Les Donavan trouvent-ils leur évasion
immorale ? La question les amuse : ils sont bien contents d’avoir feinté
leur banquier. La proportion des emprunteurs qui cessent volontairement
de payer leur crédit atteindrait 3 %, mais une étude LA Times-Real
Estate Economy Watch de décembre 2009 révèle que 10 % des sondés sont
tentés par cette option. Et l’argument du comportement antisocial ou
immoral ne tient pas, surtout venant des banquiers, puisqu’eux-mêmes
s’adonnent à cette pratique lorsqu’ils y trouvent leur intérêt !

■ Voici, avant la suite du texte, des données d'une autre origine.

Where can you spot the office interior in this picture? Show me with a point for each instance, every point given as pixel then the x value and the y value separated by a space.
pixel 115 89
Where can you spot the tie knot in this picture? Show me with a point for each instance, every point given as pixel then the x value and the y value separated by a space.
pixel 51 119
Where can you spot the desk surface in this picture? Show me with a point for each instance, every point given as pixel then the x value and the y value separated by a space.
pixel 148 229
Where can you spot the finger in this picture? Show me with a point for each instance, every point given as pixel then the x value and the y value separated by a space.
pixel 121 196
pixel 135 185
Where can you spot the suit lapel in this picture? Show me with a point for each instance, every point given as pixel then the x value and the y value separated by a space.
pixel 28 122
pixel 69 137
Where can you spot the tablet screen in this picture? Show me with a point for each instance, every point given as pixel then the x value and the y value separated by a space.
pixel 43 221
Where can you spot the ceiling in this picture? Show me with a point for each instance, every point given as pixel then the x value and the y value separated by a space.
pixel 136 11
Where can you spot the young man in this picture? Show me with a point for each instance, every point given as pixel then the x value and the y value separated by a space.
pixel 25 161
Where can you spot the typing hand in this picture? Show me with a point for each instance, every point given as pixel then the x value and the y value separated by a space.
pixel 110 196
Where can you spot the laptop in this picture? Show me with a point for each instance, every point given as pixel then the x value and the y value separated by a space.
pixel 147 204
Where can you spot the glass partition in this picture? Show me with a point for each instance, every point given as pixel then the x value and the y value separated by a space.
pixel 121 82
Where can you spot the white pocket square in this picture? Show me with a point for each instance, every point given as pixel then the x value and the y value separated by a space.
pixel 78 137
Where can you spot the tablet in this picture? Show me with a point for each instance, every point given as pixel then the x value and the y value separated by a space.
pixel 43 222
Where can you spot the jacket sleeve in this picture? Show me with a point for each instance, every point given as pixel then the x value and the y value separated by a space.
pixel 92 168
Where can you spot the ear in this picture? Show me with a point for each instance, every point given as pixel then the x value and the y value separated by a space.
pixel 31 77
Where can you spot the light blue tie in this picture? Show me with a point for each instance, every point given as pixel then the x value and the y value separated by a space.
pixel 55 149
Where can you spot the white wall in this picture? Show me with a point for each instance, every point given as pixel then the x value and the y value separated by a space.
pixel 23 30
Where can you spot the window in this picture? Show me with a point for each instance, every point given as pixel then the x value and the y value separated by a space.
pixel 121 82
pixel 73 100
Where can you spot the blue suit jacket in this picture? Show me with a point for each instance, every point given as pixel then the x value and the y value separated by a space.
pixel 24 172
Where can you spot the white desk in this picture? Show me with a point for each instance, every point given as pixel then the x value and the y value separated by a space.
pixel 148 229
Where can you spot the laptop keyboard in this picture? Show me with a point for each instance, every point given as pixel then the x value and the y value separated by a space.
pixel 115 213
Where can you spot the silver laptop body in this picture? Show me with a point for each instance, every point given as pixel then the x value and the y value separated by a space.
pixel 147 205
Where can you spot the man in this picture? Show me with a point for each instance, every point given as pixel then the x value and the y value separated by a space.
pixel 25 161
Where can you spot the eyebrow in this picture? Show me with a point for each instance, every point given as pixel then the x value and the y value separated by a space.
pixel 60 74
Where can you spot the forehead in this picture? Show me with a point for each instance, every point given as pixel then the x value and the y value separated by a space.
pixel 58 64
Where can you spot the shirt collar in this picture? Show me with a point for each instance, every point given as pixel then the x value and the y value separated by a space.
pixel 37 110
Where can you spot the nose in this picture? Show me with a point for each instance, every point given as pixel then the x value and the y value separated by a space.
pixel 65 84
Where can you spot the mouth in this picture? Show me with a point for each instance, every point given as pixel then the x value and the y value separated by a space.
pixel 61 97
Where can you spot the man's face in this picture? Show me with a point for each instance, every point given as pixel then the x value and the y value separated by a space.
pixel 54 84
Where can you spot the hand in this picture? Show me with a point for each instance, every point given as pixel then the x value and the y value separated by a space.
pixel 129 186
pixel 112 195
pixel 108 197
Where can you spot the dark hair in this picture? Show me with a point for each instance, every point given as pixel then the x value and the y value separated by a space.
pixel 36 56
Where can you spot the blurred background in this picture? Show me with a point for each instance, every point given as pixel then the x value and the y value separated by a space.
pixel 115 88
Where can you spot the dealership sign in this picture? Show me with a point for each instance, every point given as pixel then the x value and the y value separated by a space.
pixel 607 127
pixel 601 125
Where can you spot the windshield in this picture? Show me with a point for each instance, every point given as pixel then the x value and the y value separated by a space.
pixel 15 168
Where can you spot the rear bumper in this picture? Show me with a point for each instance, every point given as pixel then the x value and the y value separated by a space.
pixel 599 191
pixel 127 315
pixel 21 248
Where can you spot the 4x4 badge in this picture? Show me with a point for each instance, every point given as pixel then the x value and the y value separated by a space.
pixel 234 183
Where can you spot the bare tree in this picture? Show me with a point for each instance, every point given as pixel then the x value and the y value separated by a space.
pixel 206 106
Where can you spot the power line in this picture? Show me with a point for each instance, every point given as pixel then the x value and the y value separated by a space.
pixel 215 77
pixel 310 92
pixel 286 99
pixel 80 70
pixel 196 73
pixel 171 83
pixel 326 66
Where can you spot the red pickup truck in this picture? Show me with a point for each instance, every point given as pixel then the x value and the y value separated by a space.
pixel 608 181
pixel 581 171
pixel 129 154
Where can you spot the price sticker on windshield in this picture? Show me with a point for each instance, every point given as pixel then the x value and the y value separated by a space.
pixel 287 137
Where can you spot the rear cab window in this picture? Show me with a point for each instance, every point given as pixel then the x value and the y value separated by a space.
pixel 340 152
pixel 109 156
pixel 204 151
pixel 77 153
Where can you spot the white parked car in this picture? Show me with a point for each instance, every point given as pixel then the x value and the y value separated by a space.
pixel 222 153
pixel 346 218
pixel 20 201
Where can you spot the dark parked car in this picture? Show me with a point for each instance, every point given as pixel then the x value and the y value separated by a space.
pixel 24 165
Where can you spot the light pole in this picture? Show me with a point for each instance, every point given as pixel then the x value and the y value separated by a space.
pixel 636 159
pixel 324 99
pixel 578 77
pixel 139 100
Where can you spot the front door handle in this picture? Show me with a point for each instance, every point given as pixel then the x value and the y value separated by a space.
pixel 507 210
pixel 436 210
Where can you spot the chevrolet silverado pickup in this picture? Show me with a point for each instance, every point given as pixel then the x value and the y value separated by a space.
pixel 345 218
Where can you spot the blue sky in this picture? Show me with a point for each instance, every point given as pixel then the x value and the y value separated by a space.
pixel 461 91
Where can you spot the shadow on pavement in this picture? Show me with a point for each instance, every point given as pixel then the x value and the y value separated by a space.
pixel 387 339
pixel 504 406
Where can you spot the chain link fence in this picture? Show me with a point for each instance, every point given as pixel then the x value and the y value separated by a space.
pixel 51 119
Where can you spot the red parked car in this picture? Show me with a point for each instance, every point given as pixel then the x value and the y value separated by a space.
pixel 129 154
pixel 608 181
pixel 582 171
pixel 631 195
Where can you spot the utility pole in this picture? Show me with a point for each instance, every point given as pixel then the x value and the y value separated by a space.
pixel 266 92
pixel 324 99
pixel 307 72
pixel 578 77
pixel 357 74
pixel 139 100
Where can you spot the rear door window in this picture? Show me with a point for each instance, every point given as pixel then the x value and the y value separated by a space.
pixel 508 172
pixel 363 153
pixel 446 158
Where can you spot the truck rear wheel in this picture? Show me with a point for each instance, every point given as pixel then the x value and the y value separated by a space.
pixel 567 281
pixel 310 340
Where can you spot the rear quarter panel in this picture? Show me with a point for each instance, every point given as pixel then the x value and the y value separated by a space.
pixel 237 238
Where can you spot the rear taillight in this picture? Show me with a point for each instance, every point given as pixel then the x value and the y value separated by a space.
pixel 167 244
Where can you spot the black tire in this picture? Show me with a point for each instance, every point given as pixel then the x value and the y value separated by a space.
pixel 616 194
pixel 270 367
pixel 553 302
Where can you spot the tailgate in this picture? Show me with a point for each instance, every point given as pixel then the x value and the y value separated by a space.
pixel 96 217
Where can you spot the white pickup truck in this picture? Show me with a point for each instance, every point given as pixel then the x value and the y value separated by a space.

Dans le New York Times du 10 janvier,
Roger Lowenstein, propriétaire du fonds d’investissement éthique
Sequoia, donnait l’exemple de la banque d’affaires Morgan Stanley qui
avait acquis cinq immeubles de bureaux de haut standing à San Francisco
lorsque le marché était au plus haut, et qui a cessé de les payer depuis
l’effondrement immobilier. « Personne, à Wall Street, ne l’accuse
d’immoralité », note-t-il. Le promoteur Tishman Speyer et le fonds
BlackRock ont annoncé, fin janvier, ne pas pouvoir payer les 16 millions
de dollars d’intérêts d’un prêt contracté, en 2006, pour acquérir 11
232 appartements à Manhattan, pour 5,4 milliards de dollars, et qui n’en
valent plus, désormais, que 1,8…
Si la stratégie du walk away se répand,
elle ne peut qu’amplifier la chute des prix et le nombre de
propriétaires under water. Selon la Mortgage Bankers Association, 4,38 %
des emprunteurs américains étaient, au troisième trimestre 2009, en
procédure de saisie et 9,9 % avaient des retards de paiement, soit un
total de 15 % d’emprunteurs en difficultés.
LE MONDE | 08.02.10 | 15h03 • Mis à
jour le 08.02.10 | 16h14
New York CorrespondantSylvain Cypel avec Isabelle Rey-Lefebvre
Le prêt « sans recours », une particularité américaine
Dans plus de la moitié des Etats
américains, les prêts hypothécaires sont, moyennant une surprime de 0,5 %
à 0,7 %, « sans recours », c’est-à-dire non adossés aux revenus des
emprunteurs. Impossible donc, pour les organismes de crédit, d’obtenir
la saisie des comptes personnels pour recouvrer leur dû. Dans un récent
rapport remis au ministère au logement américain, l’économiste Susan
Woodward va jusqu’à se féliciter du fait que peu d’emprunteurs
connaissent cette disposition. Sinon, explique-t-elle, ils seraient
beaucoup plus nombreux à laisser leur appartement en plan pour chercher
plus avantageux ailleurs… Le seul risque encouru par ces « déserteurs du
crédit » est que leur défaillance les poursuive et les empêche
d’obtenir un crédit ailleurs, et durant quelques années. En France, le
prêt sans recours est juridiquement possible mais pas pratiqué, les
banquiers accordant leur crédit en fonction de la solvabilité du client
plus que de la valeur du bien financé.